Change the locks and report her for theft. She is no friend.

PandorasBoxers · 30/12/2022 22:42

I should also say I didn’t have a tenancy agreement with her. It was right after DB died, I wasn’t thinking clearly and didn’t want to touch the property.

it really was a help that she was going to move in at that time and take over paying council tax and not let it get damp etc from being empty. At that time the £100 was a bonus to me and I feel like I had a good deal whilst I was grieving.

OP posts:
Lindy2 · 30/12/2022 22:43

She's no friend. She's had an absolute bargain of a home from you for years and hasn't appreciated your generosity. She's seriously taken advantage of you being vulnerable after your DB's passing.

You need to put your business hat on now though. A proper rent from the property will help fund your maternity leave and will provide an ongoing income for you and your family.

Now she's gone you must charge a proper market value rent and I very strongly advise you get a decent letting agent to deal with all the legal requirements, administration etc. There's lots if rules regarding fire alarms, carbon monoxide alarms, energy ratings etc but a good agent will guide you through exactly what's needed and help arrange most of it. I've been a landlord for 20 years and I still wouldn't do it without a good agent to help me.

As others have said you tell her to return the items she has taken or you will report it as theft.

Unfortunately, without a contract or deposit you can't do much about the rubbish left other than clear it out yourselves or pay for it to be cleared. You could get a skip and dump anything she's left in it.

As she's lived there around 6 years you probably do need to give the property a neutral fresh coat of paint all over prior to letting it.

The majority of renters prefer unfurnished so don't worry too much about furniture but you will need the white goods - fridge, freezer, cooker, washing machine, as a minimum.

It will cost a bit to get ready but you should soon recoup those costs once it's let at a proper rent. £600 seems very low (although I'm in a different area so I'm not sure what SW rent rates are like. I imagine though you'll get several hundred pounds a month more at a proper rate so even if you spend £1,000 sorting everything, you'll have covered those costs in just a few months.

Don't let this horrible person put you off your plans.

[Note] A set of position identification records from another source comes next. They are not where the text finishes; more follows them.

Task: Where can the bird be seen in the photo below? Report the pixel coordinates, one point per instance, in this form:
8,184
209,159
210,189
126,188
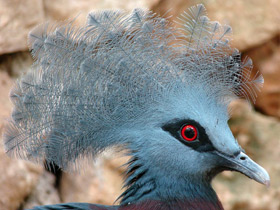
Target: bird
137,82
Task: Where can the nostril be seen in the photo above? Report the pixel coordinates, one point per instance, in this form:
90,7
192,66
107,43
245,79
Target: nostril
242,158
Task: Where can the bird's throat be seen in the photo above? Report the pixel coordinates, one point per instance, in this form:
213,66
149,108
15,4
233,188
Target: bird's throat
147,188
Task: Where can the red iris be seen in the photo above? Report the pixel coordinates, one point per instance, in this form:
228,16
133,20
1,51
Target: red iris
189,132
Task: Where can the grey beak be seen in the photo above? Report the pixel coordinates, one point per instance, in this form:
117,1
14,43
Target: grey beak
245,165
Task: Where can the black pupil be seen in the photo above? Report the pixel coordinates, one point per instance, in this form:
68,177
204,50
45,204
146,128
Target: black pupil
189,132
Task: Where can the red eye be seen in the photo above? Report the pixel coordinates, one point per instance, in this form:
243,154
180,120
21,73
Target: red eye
189,132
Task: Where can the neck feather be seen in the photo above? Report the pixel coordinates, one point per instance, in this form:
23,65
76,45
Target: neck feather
145,188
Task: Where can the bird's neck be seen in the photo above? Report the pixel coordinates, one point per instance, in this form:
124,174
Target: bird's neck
148,188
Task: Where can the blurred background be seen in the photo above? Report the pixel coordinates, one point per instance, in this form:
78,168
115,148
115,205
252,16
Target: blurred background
256,32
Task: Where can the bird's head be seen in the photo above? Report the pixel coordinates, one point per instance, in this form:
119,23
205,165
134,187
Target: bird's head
136,81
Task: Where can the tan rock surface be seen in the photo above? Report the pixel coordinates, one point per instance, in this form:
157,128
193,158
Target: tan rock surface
253,21
44,193
269,99
16,20
259,136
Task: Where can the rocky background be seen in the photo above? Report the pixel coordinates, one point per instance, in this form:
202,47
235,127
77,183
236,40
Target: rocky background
256,32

maddy68 · 30/12/2022 22:44

I would tell her that you give her 24 hrs to replace everything or you will be reporting the theft to the police

reallynow1 · 30/12/2022 22:44

Your 'friend' has been extremely unreasonable. As to what to do about it....to me it depends if you ran it as a proper rental, with deposit in scheme, all the safety certificates, income, even though nominal reported correctly etc.

BarrelOfOtters · 30/12/2022 22:44

You are well shot of her. Change the locks.

it’s probably time to sell. Get someone round ro value it then it can become someone’s new home.

Beautiful3 · 30/12/2022 22:46

Wow she's clearly in the wrong here. I'd ask for your stuff back, as it's theft.